The Nuclear Fuel Cycle

Like coal, oil and natural gas, uranium is an energy resource which must be processed through a series of steps to produce an efficient fuel for use in the generation of electricity. Each fuel has its own distinctive fuel cycle: however the uranium or 'nuclear fuel cycle' is more complex than the others.

Here we look briefly at the various steps that together make up the entire Nuclear Fuel Cycle.

Mining and milling

Uranium is mined by either surface (open cut) or underground mining techniques, depending on the depth at which the ore body is found.

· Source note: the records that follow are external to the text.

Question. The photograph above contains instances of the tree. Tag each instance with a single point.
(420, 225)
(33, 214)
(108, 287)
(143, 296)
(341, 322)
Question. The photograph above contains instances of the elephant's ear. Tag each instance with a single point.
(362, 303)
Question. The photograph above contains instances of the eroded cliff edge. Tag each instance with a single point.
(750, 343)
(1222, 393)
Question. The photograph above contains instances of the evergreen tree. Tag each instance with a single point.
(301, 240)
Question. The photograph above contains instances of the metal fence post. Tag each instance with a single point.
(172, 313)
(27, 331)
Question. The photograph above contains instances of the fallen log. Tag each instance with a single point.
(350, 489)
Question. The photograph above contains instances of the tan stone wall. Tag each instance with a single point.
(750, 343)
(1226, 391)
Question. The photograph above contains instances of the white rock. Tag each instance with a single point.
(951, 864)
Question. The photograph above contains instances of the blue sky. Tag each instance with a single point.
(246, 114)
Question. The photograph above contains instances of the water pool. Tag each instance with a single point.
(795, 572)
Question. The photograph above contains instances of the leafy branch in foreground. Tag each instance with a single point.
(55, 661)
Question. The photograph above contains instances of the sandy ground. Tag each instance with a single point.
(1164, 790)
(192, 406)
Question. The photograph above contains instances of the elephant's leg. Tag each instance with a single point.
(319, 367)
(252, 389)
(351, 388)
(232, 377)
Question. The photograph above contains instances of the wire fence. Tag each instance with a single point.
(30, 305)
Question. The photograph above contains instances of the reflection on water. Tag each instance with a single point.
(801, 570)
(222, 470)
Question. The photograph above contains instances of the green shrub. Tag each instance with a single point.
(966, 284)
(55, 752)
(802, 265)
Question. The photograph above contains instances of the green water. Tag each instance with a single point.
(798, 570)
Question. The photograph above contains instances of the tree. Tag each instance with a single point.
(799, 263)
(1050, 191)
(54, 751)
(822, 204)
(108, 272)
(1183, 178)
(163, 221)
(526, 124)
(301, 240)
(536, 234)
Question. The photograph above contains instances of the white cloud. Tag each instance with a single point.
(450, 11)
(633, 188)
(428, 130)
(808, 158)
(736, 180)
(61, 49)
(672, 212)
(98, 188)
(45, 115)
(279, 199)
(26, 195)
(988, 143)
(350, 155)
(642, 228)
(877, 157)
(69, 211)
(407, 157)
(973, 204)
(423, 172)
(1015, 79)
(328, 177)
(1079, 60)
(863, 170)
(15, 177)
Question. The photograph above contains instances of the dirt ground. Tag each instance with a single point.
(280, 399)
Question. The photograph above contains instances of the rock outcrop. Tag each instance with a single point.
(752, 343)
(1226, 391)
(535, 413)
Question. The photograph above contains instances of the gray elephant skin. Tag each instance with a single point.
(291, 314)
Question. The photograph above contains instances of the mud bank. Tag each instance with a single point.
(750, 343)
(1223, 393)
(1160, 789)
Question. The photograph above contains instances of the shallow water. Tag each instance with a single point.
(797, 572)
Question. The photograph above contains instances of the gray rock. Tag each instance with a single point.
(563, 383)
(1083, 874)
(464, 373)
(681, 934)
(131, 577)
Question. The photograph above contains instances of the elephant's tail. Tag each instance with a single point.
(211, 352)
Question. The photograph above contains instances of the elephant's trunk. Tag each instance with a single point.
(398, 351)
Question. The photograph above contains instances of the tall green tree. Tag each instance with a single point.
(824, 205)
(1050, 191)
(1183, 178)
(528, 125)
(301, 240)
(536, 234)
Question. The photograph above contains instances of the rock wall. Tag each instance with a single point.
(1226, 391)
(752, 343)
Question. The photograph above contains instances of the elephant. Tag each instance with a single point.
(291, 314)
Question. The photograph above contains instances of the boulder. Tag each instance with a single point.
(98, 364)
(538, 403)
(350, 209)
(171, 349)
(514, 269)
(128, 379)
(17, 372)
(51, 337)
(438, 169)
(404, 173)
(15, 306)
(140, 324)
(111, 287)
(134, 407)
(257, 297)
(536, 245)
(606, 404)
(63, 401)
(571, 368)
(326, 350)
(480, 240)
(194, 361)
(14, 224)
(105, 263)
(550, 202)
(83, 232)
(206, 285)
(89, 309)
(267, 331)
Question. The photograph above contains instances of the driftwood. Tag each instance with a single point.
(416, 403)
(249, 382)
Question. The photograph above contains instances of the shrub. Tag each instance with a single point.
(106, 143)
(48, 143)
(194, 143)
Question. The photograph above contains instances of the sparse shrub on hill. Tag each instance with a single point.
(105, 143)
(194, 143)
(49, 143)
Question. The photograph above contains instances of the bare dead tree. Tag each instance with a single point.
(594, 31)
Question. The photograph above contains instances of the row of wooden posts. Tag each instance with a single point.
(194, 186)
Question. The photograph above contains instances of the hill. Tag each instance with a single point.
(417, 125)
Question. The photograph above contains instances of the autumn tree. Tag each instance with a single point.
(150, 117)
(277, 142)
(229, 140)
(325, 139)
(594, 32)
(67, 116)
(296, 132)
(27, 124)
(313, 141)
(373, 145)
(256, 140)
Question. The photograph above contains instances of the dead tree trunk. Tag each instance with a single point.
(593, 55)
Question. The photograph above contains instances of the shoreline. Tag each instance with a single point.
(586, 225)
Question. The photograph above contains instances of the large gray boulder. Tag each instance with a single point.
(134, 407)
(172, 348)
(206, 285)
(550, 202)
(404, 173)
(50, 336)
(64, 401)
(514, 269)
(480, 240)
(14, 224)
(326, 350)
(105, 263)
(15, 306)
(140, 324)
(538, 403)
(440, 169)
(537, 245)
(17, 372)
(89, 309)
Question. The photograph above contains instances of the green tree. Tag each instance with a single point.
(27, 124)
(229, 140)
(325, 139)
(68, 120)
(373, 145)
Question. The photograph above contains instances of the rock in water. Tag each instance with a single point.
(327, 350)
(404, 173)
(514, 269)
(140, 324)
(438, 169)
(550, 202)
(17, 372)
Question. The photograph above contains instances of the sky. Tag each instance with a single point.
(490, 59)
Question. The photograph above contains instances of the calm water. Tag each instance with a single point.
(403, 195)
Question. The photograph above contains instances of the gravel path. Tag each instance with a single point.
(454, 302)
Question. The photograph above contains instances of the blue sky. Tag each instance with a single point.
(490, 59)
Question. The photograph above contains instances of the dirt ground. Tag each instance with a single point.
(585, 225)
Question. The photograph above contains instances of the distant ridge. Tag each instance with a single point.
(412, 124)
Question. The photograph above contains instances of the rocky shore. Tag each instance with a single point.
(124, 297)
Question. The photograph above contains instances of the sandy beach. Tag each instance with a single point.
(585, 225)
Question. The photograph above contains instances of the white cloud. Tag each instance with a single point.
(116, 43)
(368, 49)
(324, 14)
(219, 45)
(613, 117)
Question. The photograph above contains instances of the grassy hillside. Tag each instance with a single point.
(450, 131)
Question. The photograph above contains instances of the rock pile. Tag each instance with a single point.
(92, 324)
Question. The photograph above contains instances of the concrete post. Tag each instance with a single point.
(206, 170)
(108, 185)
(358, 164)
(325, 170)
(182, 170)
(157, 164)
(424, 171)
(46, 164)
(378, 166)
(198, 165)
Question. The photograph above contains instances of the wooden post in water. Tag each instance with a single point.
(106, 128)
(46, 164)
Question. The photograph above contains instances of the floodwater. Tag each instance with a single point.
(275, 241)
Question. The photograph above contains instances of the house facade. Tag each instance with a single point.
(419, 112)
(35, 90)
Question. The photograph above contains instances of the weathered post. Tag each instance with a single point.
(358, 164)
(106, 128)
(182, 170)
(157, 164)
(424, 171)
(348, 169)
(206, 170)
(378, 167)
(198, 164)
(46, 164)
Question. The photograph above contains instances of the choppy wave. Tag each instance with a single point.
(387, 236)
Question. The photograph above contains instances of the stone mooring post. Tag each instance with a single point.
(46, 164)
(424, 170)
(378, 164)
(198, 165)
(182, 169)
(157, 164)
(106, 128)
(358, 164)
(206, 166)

In Australia the Ranger mine in the Northern Territory is open cut, while Olympic Dam in South Australia is an underground mine (which also produces copper, with some gold and silver).

The mined uranium ore is sent to a mill which is usually located close to the mine. At the mill the ore is crushed and ground to a fine slurry which is leached in sulphuric acid to allow the separation of uranium from the waste rock. It is then recovered from solution and precipitated as uranium oxide (U308) concentrate. (Sometimes this is known as "yellowcake", though it is actually khaki.)

This is the uranium product which is exported. About 165 tonnes is required to keep a large (1000 MWe) nuclear power reactor generating electricity for a year.

Conversion

Because uranium needs to be in the form of a gas before it can be enriched, the U3O8 is converted into the gas uranium hexafluoride (UF6) at a conversion plant overseas.

Enrichment

The vast majority of all nuclear power reactors in operation and under construction require 'enriched' uranium fuel in which the U-235 content has been raised from the natural level of 0.7% to about 3-4%. The enrichment process separates gaseous uranium hexafluoride into two streams: One stream is enriched to the required level and then passes to the next stage of the fuel cycle. The other stream is depleted in U-235 and is called 'tails'. It is mostly U-238. So little U-235 remains in the tails (usually less than 0.3%) that it is of no further use for energy, though such 'depleted uranium' as a metal is used in yacht keels, since it is 1.7 times denser than lead.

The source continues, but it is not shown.